After an hour's walk, Vincent suddenly recollected that he had a commission of a very important nature in the Rue J. J. Rousseau. This was--to buy a monkey. "It is for Wormwood," said he, "who has written me a long letter, describing its' qualities and qualifications. I suppose he wants it for some practical joke--some embodied bitterness--God forbid I should thwart him in so charitable a design!"

"Amen," said I; and we proceeded together to the monkey-fancier. After much deliberation we at last decided upon the most hideous animal I ever beheld--it was of a--no, I will not attempt to describe it--it would be quite impossible! Vincent was so delighted with our choice that he insisted upon carrying it away immediately.

"Is it quite quiet?" I asked.

"Comme un oiseau," said the man.

We called a fiacre--paid for monsieur Jocko, and drove to Vincent's apartments; there we found, however, that his valet had gone out and taken the key.

"Hang it," said Vincent, "it does not signify! We'll carry le petit monsieur with us to the Rocher."

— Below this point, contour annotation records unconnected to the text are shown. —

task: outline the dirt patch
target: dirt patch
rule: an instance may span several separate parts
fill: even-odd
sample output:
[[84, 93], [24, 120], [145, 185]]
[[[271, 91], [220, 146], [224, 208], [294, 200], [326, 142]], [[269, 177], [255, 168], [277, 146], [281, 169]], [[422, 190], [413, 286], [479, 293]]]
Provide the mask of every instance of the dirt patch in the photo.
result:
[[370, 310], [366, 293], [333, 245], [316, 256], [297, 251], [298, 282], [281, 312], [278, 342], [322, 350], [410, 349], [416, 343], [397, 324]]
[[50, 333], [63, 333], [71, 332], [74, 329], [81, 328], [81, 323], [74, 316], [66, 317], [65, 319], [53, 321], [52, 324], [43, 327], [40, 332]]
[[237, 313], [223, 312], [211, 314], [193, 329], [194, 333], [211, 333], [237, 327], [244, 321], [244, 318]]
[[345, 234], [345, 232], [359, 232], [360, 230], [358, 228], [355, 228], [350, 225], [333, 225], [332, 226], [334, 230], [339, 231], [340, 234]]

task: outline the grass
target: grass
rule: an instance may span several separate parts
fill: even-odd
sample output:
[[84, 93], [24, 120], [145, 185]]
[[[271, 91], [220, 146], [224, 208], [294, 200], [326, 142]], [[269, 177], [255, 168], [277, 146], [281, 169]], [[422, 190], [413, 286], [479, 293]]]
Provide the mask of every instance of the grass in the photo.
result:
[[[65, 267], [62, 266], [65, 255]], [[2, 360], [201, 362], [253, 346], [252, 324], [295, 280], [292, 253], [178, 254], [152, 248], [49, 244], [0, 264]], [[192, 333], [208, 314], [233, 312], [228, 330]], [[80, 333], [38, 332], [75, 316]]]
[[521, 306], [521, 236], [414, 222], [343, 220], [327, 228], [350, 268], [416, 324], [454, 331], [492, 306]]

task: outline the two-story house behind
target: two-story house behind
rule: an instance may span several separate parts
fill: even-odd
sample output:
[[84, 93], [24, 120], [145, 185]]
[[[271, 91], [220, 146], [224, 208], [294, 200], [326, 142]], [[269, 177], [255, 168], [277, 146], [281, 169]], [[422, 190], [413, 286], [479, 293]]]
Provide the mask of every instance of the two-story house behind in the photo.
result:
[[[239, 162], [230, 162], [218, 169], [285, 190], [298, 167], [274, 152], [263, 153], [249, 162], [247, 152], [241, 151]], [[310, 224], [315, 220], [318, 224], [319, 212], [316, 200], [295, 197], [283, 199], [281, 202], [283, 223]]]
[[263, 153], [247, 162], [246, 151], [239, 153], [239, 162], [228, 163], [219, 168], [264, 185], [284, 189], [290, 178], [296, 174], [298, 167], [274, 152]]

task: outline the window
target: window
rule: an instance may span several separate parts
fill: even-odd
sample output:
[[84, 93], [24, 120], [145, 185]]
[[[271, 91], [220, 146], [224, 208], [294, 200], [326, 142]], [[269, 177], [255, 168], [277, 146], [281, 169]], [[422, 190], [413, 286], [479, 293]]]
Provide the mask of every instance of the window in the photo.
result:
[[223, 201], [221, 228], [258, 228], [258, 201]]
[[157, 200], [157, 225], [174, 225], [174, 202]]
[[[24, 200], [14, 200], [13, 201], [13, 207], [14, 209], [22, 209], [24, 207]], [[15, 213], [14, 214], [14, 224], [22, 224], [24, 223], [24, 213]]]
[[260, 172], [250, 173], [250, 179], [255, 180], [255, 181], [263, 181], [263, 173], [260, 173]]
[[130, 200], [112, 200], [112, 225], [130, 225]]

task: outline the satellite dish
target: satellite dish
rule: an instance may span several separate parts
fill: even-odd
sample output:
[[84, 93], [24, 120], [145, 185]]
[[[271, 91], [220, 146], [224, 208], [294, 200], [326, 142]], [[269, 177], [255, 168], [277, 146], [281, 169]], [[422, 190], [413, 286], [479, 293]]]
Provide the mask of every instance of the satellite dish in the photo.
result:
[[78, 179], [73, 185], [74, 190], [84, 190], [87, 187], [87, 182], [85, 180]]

Accordingly we all three once more entered the fiacre, and drove to the celebrated restaurateur's of the Rue Mont Orgueil. O, blissful recollections of that dinner! how at this moment you crowd upon my delighted remembrance! Lonely and sorrowful as I now sit, digesting with many a throe the iron thews of a British beef-steak--more anglico--immeasurably tough--I see the grateful apparitions of Escallopes de Saumon and Laitances de Carps rise in a gentle vapour before my eyes! breathing a sweet and pleasant odour, and contrasting the dream-like delicacies of their hue and aspect, with the dire and dure realities which now weigh so heavily on the region below my heart! And thou, most beautiful of all--thou evening star of entremets--thou that delightest in truffles, and gloriest in a dark cloud of sauces--exquisite foie-gras!--Have I forgotten thee? Do I not, on the contrary, see thee--smell thee--taste thee--and almost die with rapture of thy possession? What, though the goose, of which thou art a part, has, indeed, been roasted alive by a slow fire, in order to increase thy divine proportions--yet has not our Almanach--the Almanach des Gourmands--truly declared that the goose rejoiced amid all her tortures--because of the glory that awaited her? Did she not, in prophetic vision, behold her enlarged and ennobled foie dilate into pates and steam into sautees--the companion of truffles--the glory of dishes--the delight--the treasure--the transport of gourmands! O, exalted among birds--apotheosised goose, did not thy heart exult even when thy liver parched and swelled within thee, from that most agonizing death; and didst thou not, like the Indian at the stake, triumph in the very torments which alone could render thee illustrious?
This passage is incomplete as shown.